The Wonders of The Universe: Amateur Astronomy Club interview with Mr. Spruell


One of the greatest unknowns in our universe is space – that dark, ever-expanding void that surrounds the planet we call home. While we have almost all the information of the earth, we know very little about space as a whole, just bits and pieces of some incomprehensible puzzle. Luckily, we have a club focused on teaching the younger generation about space to pick up where the other generations have left off. Recently, that astronomy club went on a field trip to see the stars without the big lights ruining the sky. We interviewed the club sponsor, Mr. Spruell, about the field trip and what they did there.

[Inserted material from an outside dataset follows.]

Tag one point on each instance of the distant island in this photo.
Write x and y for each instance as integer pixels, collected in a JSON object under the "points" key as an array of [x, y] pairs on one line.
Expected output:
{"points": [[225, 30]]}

Q: What was the goal of the field trip and where did your students go?

A: The goal was to find dark sky sight with no light pollution. Our intended goal was not our final goal. Our intended goal was the Picket Post Trailhead. It is about an hour’s drive from the school near Superior. We went to Picket Post and in the past, we have been allowed to stay after close; however, it seems that the locals have been vandalizing it so they closed it and didn’t allow us in. But they did suggest a new place to us and we drove to the airport in Superior. We went down the dirt road to see the dark skies.

Q: Have you done events like this before?

A: Not with this club at this school but in the past, yes.

Q: How long did it last and what did you all do and see there?

A: We got there about 5:30-5:45 and it lasted until about 9:45. We took one of the school buses. The first thing we did was pack up our telescopes in the bus and observed the different nighttime sights. We saw Orion, I believe they saw Andromeda, we saw the beehive cluster, we also saw the Pleiades.

Q: What do you like about space?

A: I like the vastness of astronomy. The grandeur. How big it is. And that it’s something most people don’t know much about.

If you like space or want to go on fun field trips with one of the best science teachers ACP has to offer, then you can join the amateur astronomy club this year or next year. We hope that all of you interested can help solve the unknown questions in the years to come. Go Knights!